Chemistry Laureates David Baker, Demis Hassabis and John Jumper also conduct research on and with the help of A.I. and like Hopfield and Hinton, they also point out the major breakthrough that A.I. research had in the mid-2010s, as well as the dangers and benefits inherent in all A.I. research.
Hassabis, Baker and Jumper are researching the use of proteins as chemical tools. How proteins control and drive all the chemical reactions that together form the basis of life – proteins function as hormones, neurotransmitters, antibodies and building blocks within a wide variety of tissues.
Proteins are made up of 20 different amino acids, which can be described as the building blocks of life. In 2003, David Baker managed to use these blocks to design a new protein. Since then, his research group has created one protein after another, including proteins that can be used as drugs, vaccines, nanomaterials and small sensors.
As recently as 2020, Demis Hassabis and John Jumper presented an A.I. model that has been used to predict the structure of virtually all of the 200 million proteins that so far have been identified. Among a myriad of scientific applications that their model has made possible, researchers can now better understand antibiotic resistance and, for example, create enzymes capable of breaking down plastics.
The above is only a small selection of what will change everyone’s lives within an unimaginably short time. Hopefully for the better. Perhaps A.I. might give all of our children and grandchildren, as well as subsequent generations, a better world than the one that now is threatened by climate change, environmental destruction, war, injustice and intolerance.
Nevertheless, at the same time, it cannot be denied that lugubrious forces strive to exploit A.I. for their own narrow gain, for commercial interests, brain-destroying propaganda, refined warfare and mind control. And who can trust machines that program themselves?

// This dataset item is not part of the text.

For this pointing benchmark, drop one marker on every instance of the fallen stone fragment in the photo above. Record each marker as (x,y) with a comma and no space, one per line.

Čapek, Karel(2004) R.U.R (Rossums Universal Robots). London: Penguin Classics. Dick, Philip K. (2007) Do Androids Dream of Electric Sheep? London: Gollancz. Gibson, William (1995) Neuromancer. New York: Harper Voyager. Harari, Yuval Noah (2017) Homo Deus: A Brief History of Tomorrow. New York: HarperCollins. Hoyle, Fred (2010) The Black Cloud. London: Penguin Modern Classics. Lem, Stanislaw (1991) Solaris. London: Faber & Faber. Printz-Påhlson, Göran (2011) Letters of Blood and Other Works in English. Cambrige: Open Book Publishers. Stapledon, Olaf (1999) Starmaker. London: Orion Publishing Group. Tegmark, Max (2017) Life 3.0: Being Human in the Age of Artificial Intelligence. London: Penguin Books.